“Es poco probable que las aseguradoras mexicanas vean impactos significativos en sus resultados derivados del terremoto de Chiapas, en México, el pasado 7 de septiembre, principalmente debido a la baja penetración de los seguros en las áreas afectadas, la fortaleza de las reservas para catástrofes y el uso del reaseguro”, estima Fitch Ratings en su último informe.

  • El terremoto mexicano más destructivo en términos de pérdidas aseguradas fue en 1985, con 440 millones de dólares de pérdidas. Aunque el suceso del 7 de septiembre fue de mayor magnitud a 8,2 grados, según una información preliminar y tal y como se desprende del enfoque conservador de las reservas para siniestros y reaseguros, no debería tener un impacto significativo en los resultados del sector asegurador.

    Las pérdidas se concentran principalmente en Chiapas, Oaxaca y Tabasco, que se tratan de estados con niveles relativamente bajos en cuanto a la protección de seguros; sólo el 2,9% del total de las primas brutas emitidas (GWP por sus siglas en inglés) y el 1,7% de las primas netas emitidas corresponden a seguros contra terremotos. Las pérdidas se esperan principalmente en infraestructura, edificios comerciales y viviendas y, en menor medida, en automóviles, pero sin efectos significativos en los resultados del sector.

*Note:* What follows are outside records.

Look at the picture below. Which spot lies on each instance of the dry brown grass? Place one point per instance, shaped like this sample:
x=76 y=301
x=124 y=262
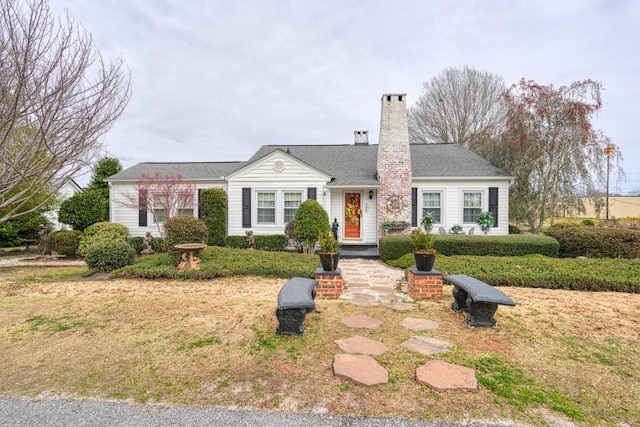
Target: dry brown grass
x=214 y=343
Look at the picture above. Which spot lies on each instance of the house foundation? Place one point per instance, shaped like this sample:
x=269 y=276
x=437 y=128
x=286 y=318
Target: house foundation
x=330 y=284
x=424 y=284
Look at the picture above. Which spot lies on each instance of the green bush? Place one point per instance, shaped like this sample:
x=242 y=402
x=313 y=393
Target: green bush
x=515 y=229
x=394 y=247
x=109 y=256
x=65 y=242
x=598 y=242
x=311 y=219
x=102 y=232
x=137 y=243
x=213 y=210
x=225 y=262
x=536 y=271
x=236 y=242
x=184 y=229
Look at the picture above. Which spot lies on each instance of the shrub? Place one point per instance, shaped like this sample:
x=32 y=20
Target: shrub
x=102 y=232
x=184 y=229
x=394 y=247
x=65 y=242
x=597 y=242
x=271 y=242
x=514 y=229
x=109 y=256
x=157 y=244
x=213 y=210
x=310 y=220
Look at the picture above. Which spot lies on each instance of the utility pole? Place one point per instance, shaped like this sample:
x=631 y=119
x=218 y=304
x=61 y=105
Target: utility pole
x=608 y=150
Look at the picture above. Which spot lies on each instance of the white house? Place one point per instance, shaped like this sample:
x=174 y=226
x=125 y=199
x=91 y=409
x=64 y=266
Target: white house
x=359 y=184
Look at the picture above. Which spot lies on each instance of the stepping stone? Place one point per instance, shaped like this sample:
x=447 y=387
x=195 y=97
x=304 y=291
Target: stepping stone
x=361 y=345
x=361 y=321
x=442 y=376
x=402 y=306
x=419 y=324
x=360 y=369
x=427 y=345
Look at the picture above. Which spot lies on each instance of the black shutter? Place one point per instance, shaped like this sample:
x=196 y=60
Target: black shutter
x=493 y=204
x=246 y=208
x=312 y=193
x=414 y=207
x=142 y=208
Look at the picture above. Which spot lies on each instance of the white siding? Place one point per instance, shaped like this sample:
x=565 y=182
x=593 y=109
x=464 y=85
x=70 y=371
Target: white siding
x=121 y=213
x=278 y=173
x=452 y=202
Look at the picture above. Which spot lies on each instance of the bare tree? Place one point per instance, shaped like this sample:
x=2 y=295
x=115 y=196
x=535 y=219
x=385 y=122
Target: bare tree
x=163 y=196
x=550 y=147
x=455 y=105
x=58 y=96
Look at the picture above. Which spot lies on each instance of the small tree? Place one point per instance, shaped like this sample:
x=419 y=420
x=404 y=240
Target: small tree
x=310 y=221
x=164 y=196
x=213 y=209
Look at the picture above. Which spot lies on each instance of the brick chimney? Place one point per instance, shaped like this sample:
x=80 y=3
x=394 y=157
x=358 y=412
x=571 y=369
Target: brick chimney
x=394 y=161
x=361 y=137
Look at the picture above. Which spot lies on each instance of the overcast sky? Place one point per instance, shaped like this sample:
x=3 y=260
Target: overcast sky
x=213 y=80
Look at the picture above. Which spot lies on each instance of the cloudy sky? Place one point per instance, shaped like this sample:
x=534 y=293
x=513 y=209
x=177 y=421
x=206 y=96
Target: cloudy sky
x=213 y=80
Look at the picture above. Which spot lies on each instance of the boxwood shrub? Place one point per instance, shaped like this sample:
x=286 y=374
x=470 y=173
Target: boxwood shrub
x=394 y=247
x=598 y=242
x=109 y=256
x=65 y=242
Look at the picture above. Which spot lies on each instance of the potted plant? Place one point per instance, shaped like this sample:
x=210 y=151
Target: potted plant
x=427 y=221
x=456 y=229
x=485 y=221
x=424 y=254
x=329 y=255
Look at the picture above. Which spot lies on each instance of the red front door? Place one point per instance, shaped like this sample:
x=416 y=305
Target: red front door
x=352 y=215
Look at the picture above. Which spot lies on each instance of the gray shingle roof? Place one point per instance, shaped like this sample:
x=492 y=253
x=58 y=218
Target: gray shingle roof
x=450 y=160
x=348 y=164
x=196 y=171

    "El sector asegurador mexicano está bien preparado para hacer frente a las pérdidas por terremotos y a los eventos hidrometeorológicos, dada su protección de reaseguro de catástrofes", detalla el informe. Para los productos de no vida, excluyendo los seguros de automóviles, la industria cede el 67,4% de GWP y la pérdida máxima promedio bajo la prioridad de los programas de reaseguro de catástrofes representa sólo el 2,3% del total del capital.

    También pone de relieve el informe que los aseguradores con exposición al riesgo de catástrofe mantienen amplias reservas y también poseen amplios niveles de capitalización para contener los riesgos, subraya Fitch. Las reservas catastróficas totalizan alrededor de 1.900 millones de dólares, lo que representa el 36% del total de los fondos propios del sector.

    Fondo de ayuda para desastres

    Desde la agencia se recuerda además que en el caso de México, el país cuenta con un fondo de ayuda para desastres de 349 millones de dólares y un bono paramétrico para catástrofes que protege al país hasta los 360 millones de dólares, de los cuales 150 millones están disponibles dada la magnitud del terremoto. El país también posee 100 millones y 110 millones de dólares disponibles para socorrer a los damnificados por los huracanes en sus costas atlántica y pacífica, respectivamente.

    "Seguiremos analizando la información sobre las pérdidas por terremoto a medida que esté disponible y seguiremos comentando si esto conduce a cambios en nuestras expectativas para cualquier compañía individual o para el mercado en su conjunto", concluye la agencia.